Metadata-Version: 2.1
Name: lidbox
Version: 0.6.1
Summary: End-to-end spoken language identification (LID) on TensorFlow
Home-page: https://github.com/matiaslindgren/lidbox
Author: Matias Lindgren
Author-email: matias.lindgren@iki.fi
License: MIT
Description: # lidbox
        
        * End-to-end spoken language identification (LID) on TensorFlow.
        * Parallel feature extraction using `tf.data.Dataset`, with STFT computations on the GPU using the `tf.signal` package.
        * Only metadata (e.g. utt2path, utt2label) is fully loaded into memory, rest is done in linear passes  over the dataset with the `tf.data.Dataset` iterator.
        * Spectrograms, source audio, and utterance ids can be written into TensorBoard summaries.
        * Model training with `tf.keras`, some model examples are available [here](./lidbox/models).
        * Average detection cost (`C_avg`) implemented as a `tf.keras.metrics.Metric`.
        * You can also try `lidbox` for speaker recognition, since no assumptions will be made of the signal labels.

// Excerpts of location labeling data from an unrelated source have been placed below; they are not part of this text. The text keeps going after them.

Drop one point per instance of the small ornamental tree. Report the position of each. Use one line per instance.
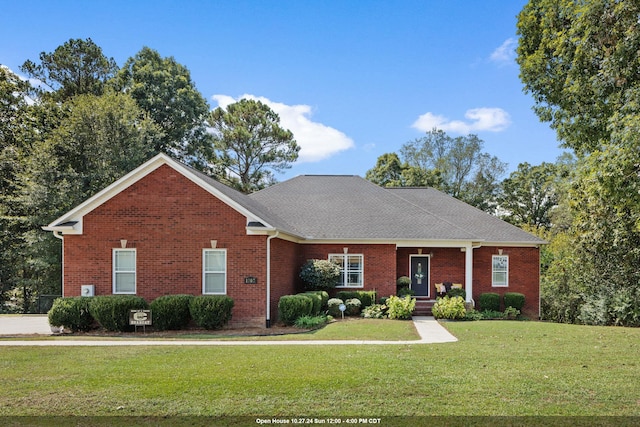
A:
(319, 274)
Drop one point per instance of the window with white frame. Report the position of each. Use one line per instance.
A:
(500, 271)
(214, 271)
(351, 270)
(124, 271)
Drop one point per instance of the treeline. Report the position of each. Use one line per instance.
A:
(80, 122)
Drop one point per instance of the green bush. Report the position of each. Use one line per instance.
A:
(403, 282)
(403, 292)
(319, 274)
(310, 322)
(366, 297)
(492, 314)
(353, 307)
(316, 302)
(449, 308)
(72, 313)
(291, 307)
(489, 301)
(171, 312)
(457, 292)
(400, 308)
(211, 311)
(375, 311)
(324, 297)
(514, 299)
(333, 306)
(112, 311)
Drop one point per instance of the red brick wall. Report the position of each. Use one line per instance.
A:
(524, 275)
(447, 265)
(285, 266)
(379, 264)
(169, 220)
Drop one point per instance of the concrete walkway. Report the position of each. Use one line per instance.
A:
(11, 326)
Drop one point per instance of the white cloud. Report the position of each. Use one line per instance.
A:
(317, 141)
(478, 119)
(506, 53)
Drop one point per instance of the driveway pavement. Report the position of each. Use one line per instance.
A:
(22, 326)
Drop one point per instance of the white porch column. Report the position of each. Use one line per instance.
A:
(468, 271)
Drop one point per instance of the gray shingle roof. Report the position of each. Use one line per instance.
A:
(350, 208)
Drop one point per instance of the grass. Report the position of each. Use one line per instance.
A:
(497, 368)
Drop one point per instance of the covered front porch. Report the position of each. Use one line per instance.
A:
(431, 265)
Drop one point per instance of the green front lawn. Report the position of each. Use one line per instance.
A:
(497, 368)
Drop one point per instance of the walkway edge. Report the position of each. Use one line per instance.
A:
(430, 331)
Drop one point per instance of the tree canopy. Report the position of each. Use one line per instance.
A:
(251, 144)
(74, 68)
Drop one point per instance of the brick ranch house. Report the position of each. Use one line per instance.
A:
(165, 228)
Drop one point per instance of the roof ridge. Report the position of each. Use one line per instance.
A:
(428, 211)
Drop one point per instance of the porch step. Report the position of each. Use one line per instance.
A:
(423, 307)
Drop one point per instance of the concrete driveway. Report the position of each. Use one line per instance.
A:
(27, 324)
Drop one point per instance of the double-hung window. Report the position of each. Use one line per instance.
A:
(124, 271)
(500, 271)
(214, 272)
(351, 270)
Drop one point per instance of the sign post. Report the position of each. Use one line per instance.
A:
(140, 318)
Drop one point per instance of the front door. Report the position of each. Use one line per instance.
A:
(420, 275)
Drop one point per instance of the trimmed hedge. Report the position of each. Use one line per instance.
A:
(489, 301)
(292, 307)
(316, 301)
(112, 311)
(72, 313)
(366, 298)
(457, 292)
(514, 299)
(325, 298)
(171, 312)
(211, 311)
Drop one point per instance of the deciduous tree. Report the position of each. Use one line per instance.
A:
(251, 144)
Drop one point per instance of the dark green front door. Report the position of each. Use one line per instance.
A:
(420, 275)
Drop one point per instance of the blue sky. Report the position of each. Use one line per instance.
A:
(352, 79)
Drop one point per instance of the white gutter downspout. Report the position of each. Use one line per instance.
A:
(268, 323)
(57, 235)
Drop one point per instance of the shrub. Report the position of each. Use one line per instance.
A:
(319, 274)
(316, 302)
(323, 295)
(291, 307)
(514, 299)
(492, 314)
(309, 322)
(353, 306)
(403, 282)
(375, 311)
(403, 292)
(112, 311)
(366, 297)
(400, 308)
(211, 311)
(511, 313)
(171, 312)
(72, 313)
(489, 301)
(457, 292)
(333, 306)
(449, 308)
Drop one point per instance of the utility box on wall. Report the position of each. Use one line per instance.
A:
(87, 290)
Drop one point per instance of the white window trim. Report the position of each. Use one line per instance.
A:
(493, 271)
(134, 271)
(204, 272)
(345, 275)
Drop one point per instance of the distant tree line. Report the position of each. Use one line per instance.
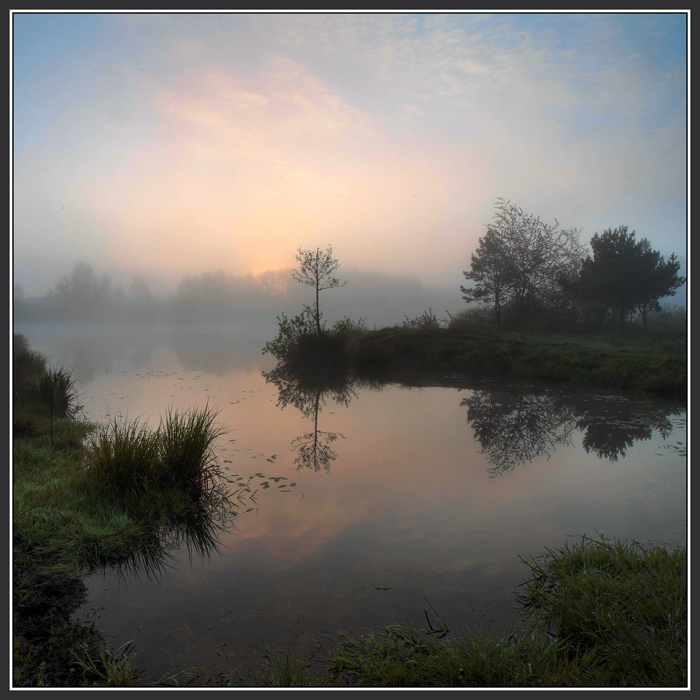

E.g. use utt2speaker as utt2label and see what happens.
        
        [Here](./examples/common-voice/common-voice-4.ipynb) is a full example notebook showing what `lidbox` can do.
        
        ## Why would I want to use this?
        
        * You need a simple, deep learning based speech classification pipeline.
            For example: waveform -> VAD filter -> augment audio data -> serialize all data to a single binary file -> extract log-scale Mel-spectra or MFCC -> use DNN/CNN/LSTM/GRU/attention (etc.) to classify by signal labels
        * You have thousands of hours of speech data
        * You have a TensorFlow/Keras model that you train on the GPU and want the `tf.data.Dataset` extraction pipeline to also be on the GPU
        * You want an end-to-end pipeline that uses TensorFlow 2 as much as possible
        
        ## Why would I not want to use this?
        
        * You are happy doing everything with [Kaldi](https://github.com/kaldi-asr/kaldi) or some other toolkits
        * You don't want to debug by reading the source code when something goes wrong
        * You don't want to install TensorFlow 2 and configure its dependencies (CUDA etc.)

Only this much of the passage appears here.